The Aussie dollar wasn’t the only one in for a wild ride, with share investors in the US and Europe seeing big falls.
The slips came after falls on Thursday prompted by indications from US Federal Reserve chairman Ben Bernanke that America’s massive stimulus program is starting to wind down.
Australian dollar vs US dollar, March to June 2013Source: afr.com
New US economic data backs the Fed’s view that America is starting to get back on its feet, with home re-sales hitting levels not seen since 2009 and indicators that factory activity is picking up.
With the US stimulus program drawing to a close, “the market has had its safety blanket taken away”, Chris Wyllie, chief investment officer at London wealth manager Iveagh, told Reuters.
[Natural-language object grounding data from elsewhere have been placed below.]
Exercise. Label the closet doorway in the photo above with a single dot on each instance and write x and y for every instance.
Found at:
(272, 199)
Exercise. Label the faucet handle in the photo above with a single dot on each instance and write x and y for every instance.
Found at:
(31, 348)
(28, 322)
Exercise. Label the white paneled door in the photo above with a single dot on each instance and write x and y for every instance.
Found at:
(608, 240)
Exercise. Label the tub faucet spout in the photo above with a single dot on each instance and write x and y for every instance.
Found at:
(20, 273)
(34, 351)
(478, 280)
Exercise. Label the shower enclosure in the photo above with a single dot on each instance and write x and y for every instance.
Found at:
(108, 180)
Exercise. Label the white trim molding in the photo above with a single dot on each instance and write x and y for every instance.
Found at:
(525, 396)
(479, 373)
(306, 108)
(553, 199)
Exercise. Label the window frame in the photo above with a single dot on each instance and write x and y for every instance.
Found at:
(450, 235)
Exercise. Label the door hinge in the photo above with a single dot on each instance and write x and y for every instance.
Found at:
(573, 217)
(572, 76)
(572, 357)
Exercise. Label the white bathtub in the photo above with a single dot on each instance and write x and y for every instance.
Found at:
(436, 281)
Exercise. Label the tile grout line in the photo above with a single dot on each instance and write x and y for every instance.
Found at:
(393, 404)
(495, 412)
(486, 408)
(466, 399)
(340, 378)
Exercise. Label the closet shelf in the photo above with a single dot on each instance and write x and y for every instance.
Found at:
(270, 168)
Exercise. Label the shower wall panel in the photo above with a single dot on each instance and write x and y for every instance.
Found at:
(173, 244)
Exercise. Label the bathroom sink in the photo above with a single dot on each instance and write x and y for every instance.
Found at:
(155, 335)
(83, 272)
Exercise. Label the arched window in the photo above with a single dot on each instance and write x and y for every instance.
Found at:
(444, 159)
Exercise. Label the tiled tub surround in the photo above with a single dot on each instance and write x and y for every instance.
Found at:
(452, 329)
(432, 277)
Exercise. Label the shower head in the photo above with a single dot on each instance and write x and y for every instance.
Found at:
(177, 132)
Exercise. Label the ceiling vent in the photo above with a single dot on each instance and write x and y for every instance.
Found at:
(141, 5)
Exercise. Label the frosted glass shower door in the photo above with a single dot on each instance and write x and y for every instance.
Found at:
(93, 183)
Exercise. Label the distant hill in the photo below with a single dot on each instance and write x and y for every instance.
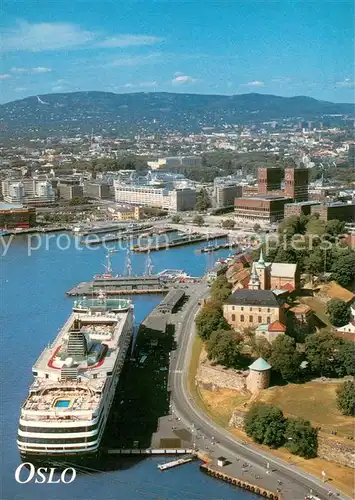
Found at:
(109, 113)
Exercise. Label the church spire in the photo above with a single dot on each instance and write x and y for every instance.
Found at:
(261, 262)
(254, 282)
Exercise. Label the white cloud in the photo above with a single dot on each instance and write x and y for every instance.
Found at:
(39, 69)
(134, 60)
(255, 83)
(39, 37)
(128, 41)
(182, 79)
(347, 82)
(141, 84)
(282, 80)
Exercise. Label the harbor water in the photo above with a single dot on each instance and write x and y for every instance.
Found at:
(33, 307)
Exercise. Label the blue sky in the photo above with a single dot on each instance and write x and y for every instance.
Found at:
(284, 47)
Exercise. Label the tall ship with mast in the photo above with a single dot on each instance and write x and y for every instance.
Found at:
(75, 380)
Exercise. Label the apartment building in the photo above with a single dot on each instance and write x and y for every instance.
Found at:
(33, 192)
(159, 197)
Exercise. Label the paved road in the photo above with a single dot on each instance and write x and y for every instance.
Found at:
(295, 483)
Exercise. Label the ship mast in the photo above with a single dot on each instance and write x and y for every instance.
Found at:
(148, 265)
(108, 265)
(128, 266)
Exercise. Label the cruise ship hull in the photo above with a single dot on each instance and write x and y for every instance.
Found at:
(74, 438)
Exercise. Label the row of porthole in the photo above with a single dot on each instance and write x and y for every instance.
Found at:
(245, 486)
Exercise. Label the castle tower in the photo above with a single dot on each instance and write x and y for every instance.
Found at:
(259, 375)
(263, 272)
(269, 179)
(254, 282)
(296, 183)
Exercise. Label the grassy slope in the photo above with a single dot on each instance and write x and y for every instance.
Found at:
(218, 405)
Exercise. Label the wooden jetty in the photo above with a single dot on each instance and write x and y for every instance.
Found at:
(178, 242)
(176, 463)
(240, 483)
(150, 451)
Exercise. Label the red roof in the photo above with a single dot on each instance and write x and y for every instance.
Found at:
(345, 335)
(277, 326)
(288, 286)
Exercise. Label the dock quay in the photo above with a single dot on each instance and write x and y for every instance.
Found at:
(177, 242)
(176, 463)
(31, 230)
(121, 285)
(221, 246)
(240, 483)
(94, 238)
(149, 451)
(110, 229)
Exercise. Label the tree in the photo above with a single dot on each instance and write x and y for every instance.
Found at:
(344, 358)
(335, 227)
(224, 347)
(285, 358)
(228, 224)
(345, 395)
(198, 220)
(288, 256)
(338, 312)
(266, 424)
(203, 201)
(301, 438)
(290, 226)
(320, 349)
(176, 219)
(210, 319)
(315, 262)
(262, 348)
(221, 288)
(343, 268)
(316, 226)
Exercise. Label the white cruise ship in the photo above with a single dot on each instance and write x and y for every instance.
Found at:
(76, 377)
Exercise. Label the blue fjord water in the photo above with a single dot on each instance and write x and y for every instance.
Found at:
(33, 306)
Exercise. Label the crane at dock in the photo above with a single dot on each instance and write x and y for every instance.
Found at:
(148, 265)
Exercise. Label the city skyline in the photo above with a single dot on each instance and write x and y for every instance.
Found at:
(282, 48)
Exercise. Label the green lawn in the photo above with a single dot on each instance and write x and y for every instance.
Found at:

Adding to investor jitters, overnight HSBC released its China PMI (Purchasing Managers’ Index) data with a reading of 48.3 for June, down from 49.2 in May, indicating Chinese manufacturing may be slowing faster than some analysts had expected.
In morning trading the Australian dollar had recovered some ground against the greenback, climbing back over US92¢ to sit at US92.04¢ at 8am.
But global equities bled, with the Dow closing down 2.34 per cent at 14758.32, and the FTSE dropping a massive 2.98 per cent to close at 6159.51.
European shares fared ever worse, with Germany’s DAX falling 3.28 per cent and France’s CAC index dropping 3.66 per cent.
On Thursday the S&P ASX 200 closed down shares 2.12 per cent at 4758.4. Shares are expected to fall again at open on Friday, with the SPI 200 futures index down 1.7 per cent at 8am.